Research on the oncogenic role of HIF-1α has gained significant attention in recent years. Hypoxia-inducible factor 1α expression is associated with limited survival and poor treatment outcome in breast, brain, colon and lung cancer. Functional inhibition of HIF-1α by means of dominant negative expression constructs or stable siRNA transfection led to significant reduction of neoplastic growth in a broad array of rodent tumour models. 2-methoxy-estradiol has been shown by independent international research groups to potently inhibit HIF-1α in vitro and in vivo. These preclinical studies led to the realisation of clinical phase I and II trials aimed at testing the safety and efficacy of 2ME2 as a novel anticancer drug. Our results show a potent inhibiting effect of 2ME2 on protein expression and activity of HIF-1α in gastric cancer cells. These results are well in line with other studies showing an anti-HIF-1α effect of 2ME2, for example, on breast, colon and pancreatic cancer cells. Furthermore, we were able to characterise a substantial inhibiting effect of 2ME2 on the migratory, invasive and adhesive properties of gastric cancer cells. These results confirm our experiments with the RNAi-mediated HIF-1α inhibition and therefore firmly establish a functional role of HIF-1α for migration and invasion of gastric cancer cells. Against this background and given the widespread expression of HIF-1α in human gastric cancer samples, it seems justified to include 2ME2 (or other equally effective HIF-1α-inhibiting agents) in study protocols against gastric cancer.

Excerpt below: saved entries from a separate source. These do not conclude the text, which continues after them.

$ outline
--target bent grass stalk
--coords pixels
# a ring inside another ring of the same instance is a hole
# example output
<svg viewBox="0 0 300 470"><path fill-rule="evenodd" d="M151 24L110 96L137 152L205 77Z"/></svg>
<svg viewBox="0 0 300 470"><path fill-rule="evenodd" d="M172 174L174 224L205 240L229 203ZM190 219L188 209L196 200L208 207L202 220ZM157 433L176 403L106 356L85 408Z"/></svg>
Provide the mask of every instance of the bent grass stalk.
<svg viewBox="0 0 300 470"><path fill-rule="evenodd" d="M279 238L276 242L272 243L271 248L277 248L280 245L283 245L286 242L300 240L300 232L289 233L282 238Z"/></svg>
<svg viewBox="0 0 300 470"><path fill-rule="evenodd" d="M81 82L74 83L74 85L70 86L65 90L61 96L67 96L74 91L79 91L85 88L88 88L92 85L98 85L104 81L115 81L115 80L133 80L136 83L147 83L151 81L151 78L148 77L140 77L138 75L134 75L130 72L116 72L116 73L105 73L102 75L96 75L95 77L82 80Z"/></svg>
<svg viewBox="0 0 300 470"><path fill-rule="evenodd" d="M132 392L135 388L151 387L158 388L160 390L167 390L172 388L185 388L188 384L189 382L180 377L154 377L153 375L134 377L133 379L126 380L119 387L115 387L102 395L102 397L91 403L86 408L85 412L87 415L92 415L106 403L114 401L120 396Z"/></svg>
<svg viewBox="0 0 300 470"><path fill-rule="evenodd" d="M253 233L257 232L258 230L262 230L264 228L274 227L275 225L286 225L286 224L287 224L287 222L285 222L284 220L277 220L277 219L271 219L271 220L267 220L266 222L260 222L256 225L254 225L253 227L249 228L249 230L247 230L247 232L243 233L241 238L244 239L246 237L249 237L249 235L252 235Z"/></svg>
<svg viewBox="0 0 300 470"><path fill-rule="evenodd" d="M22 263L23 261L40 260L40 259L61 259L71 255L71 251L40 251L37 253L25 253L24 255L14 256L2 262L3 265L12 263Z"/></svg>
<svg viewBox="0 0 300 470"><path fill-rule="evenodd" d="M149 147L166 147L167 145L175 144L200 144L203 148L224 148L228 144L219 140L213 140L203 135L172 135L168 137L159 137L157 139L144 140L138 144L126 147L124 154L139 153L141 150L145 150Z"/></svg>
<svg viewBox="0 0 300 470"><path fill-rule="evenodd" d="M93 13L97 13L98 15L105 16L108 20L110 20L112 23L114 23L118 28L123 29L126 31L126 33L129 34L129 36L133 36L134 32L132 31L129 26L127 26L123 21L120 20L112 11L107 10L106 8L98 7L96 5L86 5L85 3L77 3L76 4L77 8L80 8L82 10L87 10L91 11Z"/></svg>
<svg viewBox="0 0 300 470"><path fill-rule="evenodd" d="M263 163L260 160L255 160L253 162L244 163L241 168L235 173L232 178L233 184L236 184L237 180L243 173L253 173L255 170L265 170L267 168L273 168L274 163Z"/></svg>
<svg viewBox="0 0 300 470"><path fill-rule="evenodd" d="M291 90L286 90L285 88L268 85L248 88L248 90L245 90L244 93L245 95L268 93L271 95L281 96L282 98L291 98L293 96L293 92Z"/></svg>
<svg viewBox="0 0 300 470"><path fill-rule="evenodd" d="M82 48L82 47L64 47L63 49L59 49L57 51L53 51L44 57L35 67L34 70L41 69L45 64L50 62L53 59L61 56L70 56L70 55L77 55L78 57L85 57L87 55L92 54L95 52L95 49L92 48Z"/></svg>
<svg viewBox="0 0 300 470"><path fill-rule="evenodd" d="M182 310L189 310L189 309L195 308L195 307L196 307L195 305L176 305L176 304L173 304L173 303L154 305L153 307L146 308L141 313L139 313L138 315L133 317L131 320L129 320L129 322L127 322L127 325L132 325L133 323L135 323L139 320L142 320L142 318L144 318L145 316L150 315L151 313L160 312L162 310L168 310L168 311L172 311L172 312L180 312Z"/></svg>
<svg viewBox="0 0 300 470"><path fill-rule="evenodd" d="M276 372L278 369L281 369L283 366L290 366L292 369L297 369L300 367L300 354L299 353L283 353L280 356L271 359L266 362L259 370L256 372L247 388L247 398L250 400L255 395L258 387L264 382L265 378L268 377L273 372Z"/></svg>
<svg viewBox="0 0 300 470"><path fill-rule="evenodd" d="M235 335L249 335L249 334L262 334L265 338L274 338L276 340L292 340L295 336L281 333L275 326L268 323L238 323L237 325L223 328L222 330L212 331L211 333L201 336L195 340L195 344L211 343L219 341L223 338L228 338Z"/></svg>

Taken together, we performed a detailed analysis of the role of HIF-1α for human gastric cancer in vitro and in vivo. Hypoxia-inducible factor 1α was expressed in about 90% of late gastric cancer samples, whereas the factor could not be identified in EGCs. Functional inhibition of HIF-1α by means of lentiviral-mediated siRNA delivery resulted in suppression of a diverse range of metastasis-associated pathways in vitro. Hence, our data argue for a pivotal role of HIF-1α in the pathogenesis of later stages of human gastric cancer and its systemic spread. These results warrant the design and execution of clinical studies to test the efficacy of inhibitors of HIF-1α in the treatment of patients with gastric cancer.
Acknowledgments
This study was supported by a grant from the Bundesministerium für Bildung und Forschung (BMBF; NBLIII TP 3.2) and the Sonnenfeld Stiftung to MH. TC was supported by grants from the Deutsche Forschungsgemeinschaft (CR 133/2-2) and the Berliner Krebsgesellschaft (CRFF200804). NR was supported by a grant from the Deutsche Forschungsgemeinschaft (Graduiertenkolleg 276/4 – ‘Signalerkennung und –umsetzung’). We are especially grateful to Simon Hirschmann for expert IT and computer network support.
Footnotes
Supplementary Information accompanies the paper on British Journal of Cancer website (http://www.nature.com/bjc)
Supplementary Material
References
- Akakura N, Kobayashi M, Horiuchi I, Suzuki A, Wang J, Chen J, Niizeki H, Kawamura K, Hosokawa M, Asaka M (2001) Constitutive expression of hypoxia-inducible factor-1alpha renders pancreatic cancer cells resistant to apoptosis induced by hypoxia and nutrient deprivation. Cancer Res 61: 6548–6554 [PubMed] [Google Scholar]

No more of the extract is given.